Federal budget allows Edmonton to build LRT 'indefinitely,' says mayor

Edmonton’s mayor says Tuesday’s federal budget shows Ottawa is finally listening to the big cities and their demand for long term funding for big transportation projects, such as the city’s LRT.

Advocacy has paid off, says Mayor Don Iveson

“Given all the pre-planning work that we’ve done we’re actually very well positioned to take advantage of this funding," said Mayor Don Iveson on Tuesday. (CBC)

Edmonton's mayor says Tuesday's federal budget shows Ottawa is finally listening to the big cities and their demand for long term funding for big transportation projects, such as the city's LRT.

"This money will allow us actually to continue to build LRT indefinitely until the system is done, which is very exciting news for Edmontonians," said Mayor Don Iveson.

​He was responding to a transit funding commitment announced in the budget. A new federal transit fund comes into effect in 2017-18. It includes $750 million over the first two years, increasing to $1 billion per year thereafter for public-private transit projects.

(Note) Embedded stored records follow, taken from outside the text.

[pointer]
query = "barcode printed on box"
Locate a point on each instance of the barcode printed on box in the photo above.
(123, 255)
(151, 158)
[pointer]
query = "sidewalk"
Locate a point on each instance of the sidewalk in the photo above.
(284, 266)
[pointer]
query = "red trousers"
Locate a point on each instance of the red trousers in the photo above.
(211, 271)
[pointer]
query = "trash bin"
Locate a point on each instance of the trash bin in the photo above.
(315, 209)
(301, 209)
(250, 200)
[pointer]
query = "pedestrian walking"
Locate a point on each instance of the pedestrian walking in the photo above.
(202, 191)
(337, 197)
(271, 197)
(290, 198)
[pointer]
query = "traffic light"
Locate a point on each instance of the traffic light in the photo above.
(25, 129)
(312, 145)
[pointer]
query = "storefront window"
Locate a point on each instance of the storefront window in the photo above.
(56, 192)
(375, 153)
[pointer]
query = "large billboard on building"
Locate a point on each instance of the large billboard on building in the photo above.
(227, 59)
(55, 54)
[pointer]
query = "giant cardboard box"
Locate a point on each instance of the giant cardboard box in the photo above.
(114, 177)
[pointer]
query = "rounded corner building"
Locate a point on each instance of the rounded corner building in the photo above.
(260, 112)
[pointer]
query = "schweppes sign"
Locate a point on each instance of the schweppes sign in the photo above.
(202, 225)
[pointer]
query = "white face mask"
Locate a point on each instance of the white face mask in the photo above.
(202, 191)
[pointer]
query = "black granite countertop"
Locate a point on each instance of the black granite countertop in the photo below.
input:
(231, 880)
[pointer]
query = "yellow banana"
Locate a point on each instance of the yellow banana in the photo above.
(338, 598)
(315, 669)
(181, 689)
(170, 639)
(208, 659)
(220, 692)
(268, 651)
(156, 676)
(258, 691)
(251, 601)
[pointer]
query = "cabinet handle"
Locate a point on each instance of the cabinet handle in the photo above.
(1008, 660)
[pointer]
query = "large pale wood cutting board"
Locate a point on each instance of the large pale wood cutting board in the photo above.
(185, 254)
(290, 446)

Although it is not yet clear how much money will flow to Edmonton, Iveson said it will allow city council to plan and "not miss a construction season" for LRT growth.

The city has plans to build a west LRT line from downtown to West Edmonton Mall.

Iveson said the federal money will mean the city will not have to wait until the Valley Line, connecting downtown to Millwoods, is open "to start that next phase of construction completing our system."

"Given all the pre-planning work that we've done, we're actually very well positioned to take advantage of this funding."

In February, 19 mayors from Canada's biggest cities met  and called on the federal government and all federal parties to commit to providing funding for transit, citing traffic congestion and failing infrastructure.

The Federation of Canadian Municipalities (FCM) also urged the government to include $1 billion for public transit in the budget.

Both the mayors and the FCM used the timing of a federal election year to make their funding request heard.

Similarly, Iveson is now using Alberta's election to make the same point,  saying the province should match whatever money comes from the federal government.

He said he'll be watching Thursday night's televised debate to see what promises for cities are made, if any, from the provincial parties.